Sandy ouvrit la porte, mais s’arrêta soudain.

— Bah, passons. Quand j’ai voulu m’occuper de toi et de Glory, j’ai entendu un « bam ! ». J’ai à peine eu le temps de voir un mec qui tentait de t’égorger, Shi-chan. Y s’en est fallu de peu. Le gars, y s’est pris deux bastos, là et là. Et là j’ai vu que c’était Sacchi. Heureusement qu’elle était là~ ! Haha !

— Tssss !! lâcha Sandy avant de quitter la salle en claquant la porte.

Les yeux de Shizuka s’écarquillèrent un instant, elle n’entendait plus la voix d’Irina qui avait enchaîné sur autre chose. Elle observa la porte qui venait de se refermer brutalement.

Un sourire chaleureux apparut sur son visage et les larmes coulèrent de ses yeux sans qu’elle ne s’en rende compte.

— Merci du fond du cœur ! pensa-t-elle.

Irina se plaça devant Shizuka et l’observa droit dans les yeux.

— T’as mal quelque part ? Au ventre ? A la tête ? J’dois appeler l’infirmière ?

— Non, c’est juste l’émotion.

La bouche d’Irina forma un « O » pendant quelques instants, puis elle rit à pleines dents.

— J’ai pigé ! T’es contente de me revoir. Héhé ! J’savais pas que tu m’aimais autant que ça… c’est gênant.

— Je… je voulais pas vraiment dire ça… enfin, laisse tomber.

— Moi aussi ch’suis contente de te voir, Shi-chan !!

Sur ces mots, Irina frotta sa joue contre celle de Shizuka, puis sans lui demander son accord, elle la souleva et la prit dans ses bras. C’était à nouveau la manière de porter une princesse.

— Deux fois ? Tu… Irina… Senpai… c’est gênant.

— La troisième fois, je t’épouse Shi-chan. Haha haha !

— C’est bon, je peux marcher toute…

— Allez, c’est l’heure de s’éclater la panse. Yeahhhhh !!!

Sans l’écouter, elle se mit à courir avec Shizuka dans ses bras comme si elle portait un simple sachet de course.

Sandy les vit passer à toute allure à côté d’elle en direction de la sortie. Shizuka criait : « pas si vite !! ».

Elle soupira à nouveau. Son secret avait été dévoilé.

— Tant pis…

Fermant les yeux, elle revit le visage enjoué de Sara.
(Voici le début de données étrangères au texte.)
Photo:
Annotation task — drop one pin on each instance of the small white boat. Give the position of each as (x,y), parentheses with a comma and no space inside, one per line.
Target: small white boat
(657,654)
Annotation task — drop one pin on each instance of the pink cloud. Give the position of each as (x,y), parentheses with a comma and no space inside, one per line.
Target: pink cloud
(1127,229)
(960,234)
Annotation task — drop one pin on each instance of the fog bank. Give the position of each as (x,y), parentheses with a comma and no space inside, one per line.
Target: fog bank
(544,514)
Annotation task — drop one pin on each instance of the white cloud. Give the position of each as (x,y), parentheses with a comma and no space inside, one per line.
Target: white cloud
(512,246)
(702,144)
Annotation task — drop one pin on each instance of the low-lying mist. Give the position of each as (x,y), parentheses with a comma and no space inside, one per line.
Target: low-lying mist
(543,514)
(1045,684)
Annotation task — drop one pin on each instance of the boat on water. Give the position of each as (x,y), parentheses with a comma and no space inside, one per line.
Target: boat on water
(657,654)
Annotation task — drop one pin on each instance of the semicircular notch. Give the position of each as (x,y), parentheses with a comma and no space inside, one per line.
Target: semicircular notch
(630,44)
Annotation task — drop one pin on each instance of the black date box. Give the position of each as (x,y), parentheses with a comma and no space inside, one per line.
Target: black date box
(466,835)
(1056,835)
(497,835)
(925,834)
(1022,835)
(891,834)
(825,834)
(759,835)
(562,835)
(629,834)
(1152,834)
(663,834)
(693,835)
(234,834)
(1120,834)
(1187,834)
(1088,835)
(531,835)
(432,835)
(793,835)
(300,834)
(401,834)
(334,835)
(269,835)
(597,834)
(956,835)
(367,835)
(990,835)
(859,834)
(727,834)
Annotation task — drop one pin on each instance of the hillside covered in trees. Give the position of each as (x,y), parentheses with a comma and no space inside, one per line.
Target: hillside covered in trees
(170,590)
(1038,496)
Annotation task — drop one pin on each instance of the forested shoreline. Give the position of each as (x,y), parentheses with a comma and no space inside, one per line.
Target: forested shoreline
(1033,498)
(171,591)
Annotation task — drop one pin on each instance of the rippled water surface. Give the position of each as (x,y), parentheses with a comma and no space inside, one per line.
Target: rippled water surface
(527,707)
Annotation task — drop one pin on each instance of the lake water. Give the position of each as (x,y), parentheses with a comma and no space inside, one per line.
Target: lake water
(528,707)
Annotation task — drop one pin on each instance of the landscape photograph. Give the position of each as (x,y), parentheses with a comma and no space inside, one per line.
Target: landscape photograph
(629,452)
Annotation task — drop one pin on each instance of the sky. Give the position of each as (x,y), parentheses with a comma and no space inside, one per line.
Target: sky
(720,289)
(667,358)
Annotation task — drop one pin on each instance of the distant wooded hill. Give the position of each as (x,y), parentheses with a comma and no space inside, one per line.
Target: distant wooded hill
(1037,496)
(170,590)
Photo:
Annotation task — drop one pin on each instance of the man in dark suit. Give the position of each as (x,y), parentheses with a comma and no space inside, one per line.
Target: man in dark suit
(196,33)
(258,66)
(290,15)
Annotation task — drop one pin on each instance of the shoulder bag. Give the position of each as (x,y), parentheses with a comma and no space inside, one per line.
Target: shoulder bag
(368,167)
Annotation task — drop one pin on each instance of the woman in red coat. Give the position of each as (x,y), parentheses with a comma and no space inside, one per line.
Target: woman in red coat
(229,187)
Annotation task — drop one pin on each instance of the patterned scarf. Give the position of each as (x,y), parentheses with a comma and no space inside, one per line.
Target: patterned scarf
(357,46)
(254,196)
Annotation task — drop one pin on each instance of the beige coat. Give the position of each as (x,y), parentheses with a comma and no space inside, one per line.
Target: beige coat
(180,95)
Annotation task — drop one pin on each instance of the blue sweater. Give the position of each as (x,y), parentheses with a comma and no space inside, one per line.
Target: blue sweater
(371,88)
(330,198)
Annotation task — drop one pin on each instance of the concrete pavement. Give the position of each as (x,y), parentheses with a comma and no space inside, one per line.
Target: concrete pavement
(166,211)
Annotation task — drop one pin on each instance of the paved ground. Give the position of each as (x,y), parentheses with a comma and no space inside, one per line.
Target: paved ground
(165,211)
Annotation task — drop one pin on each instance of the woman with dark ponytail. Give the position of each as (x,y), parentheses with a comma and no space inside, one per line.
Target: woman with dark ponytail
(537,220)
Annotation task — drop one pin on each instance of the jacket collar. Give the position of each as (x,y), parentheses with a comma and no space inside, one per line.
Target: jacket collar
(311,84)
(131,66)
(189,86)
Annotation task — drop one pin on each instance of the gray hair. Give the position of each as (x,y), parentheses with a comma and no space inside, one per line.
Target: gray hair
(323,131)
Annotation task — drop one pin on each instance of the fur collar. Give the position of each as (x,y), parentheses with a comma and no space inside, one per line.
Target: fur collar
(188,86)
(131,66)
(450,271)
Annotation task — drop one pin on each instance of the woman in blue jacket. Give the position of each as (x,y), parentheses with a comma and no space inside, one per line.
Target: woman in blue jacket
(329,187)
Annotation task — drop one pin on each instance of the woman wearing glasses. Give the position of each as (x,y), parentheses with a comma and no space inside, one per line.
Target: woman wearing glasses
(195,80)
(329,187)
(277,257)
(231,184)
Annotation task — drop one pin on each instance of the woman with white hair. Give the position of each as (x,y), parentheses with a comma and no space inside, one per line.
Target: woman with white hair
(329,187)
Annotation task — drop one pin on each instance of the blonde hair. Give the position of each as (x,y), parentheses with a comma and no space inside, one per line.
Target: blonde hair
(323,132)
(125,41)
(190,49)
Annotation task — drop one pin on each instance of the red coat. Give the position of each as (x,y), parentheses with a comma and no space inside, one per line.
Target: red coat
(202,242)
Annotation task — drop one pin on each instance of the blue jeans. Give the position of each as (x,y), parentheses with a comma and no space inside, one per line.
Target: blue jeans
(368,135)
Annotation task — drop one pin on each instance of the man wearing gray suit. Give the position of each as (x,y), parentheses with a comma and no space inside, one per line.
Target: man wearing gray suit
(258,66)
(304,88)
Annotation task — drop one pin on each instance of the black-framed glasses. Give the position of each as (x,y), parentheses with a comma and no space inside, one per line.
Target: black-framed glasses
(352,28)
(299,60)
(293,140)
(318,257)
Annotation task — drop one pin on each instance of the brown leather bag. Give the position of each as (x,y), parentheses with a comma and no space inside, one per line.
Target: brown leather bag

C’était sûrement un simple défaut de mémoire, mais pendant quelques instants il se superposa à celui de Shizuka. Il fallait dire qu’elles avaient quelques traits en commun dont cette délicatesse.

Sandy vit apparaître dans le couloir devant elle la défunte Sara. Elle souriait avec gentillesse.

— Merci pour tout ce que tu as fait pour nous, Sandy. Mais, ne te perds pas dans les ténèbres. Cesse de nous pleurer et ouvre ton cœur, lui dit-elle.

Sandy s’arrêta et la fixa. Elle savait que ce n’était que le fruit de son imagination, elle n’était pas là. Mais ces paroles, elle aurait pu les dire réellement.

— Désolé, Sara, mais je ne compte pas vous oublier de sitôt. Je porterais toujours ce pêché en moi. Je ne vous oublierai jamais et un jour, lorsque nous nous reverrons, j’espère que vous m’aurez pardonnée.

Sara leva les épaules en soupirant, puis afficha un sourire encore plus radieux à mesure qu’elle disparaissait.

Sandy la regarda disparaître, puis toucha son cache-œil.

Elle ne les oublierait pas. Elle continuerait de vivre et de se battre pour eux. Mais, elle ne fermerait pas son cœur aux nouvelles rencontres pour autant.

C’était ce que Jessica lui avait appris : avancer en portant le fardeau de ses fautes.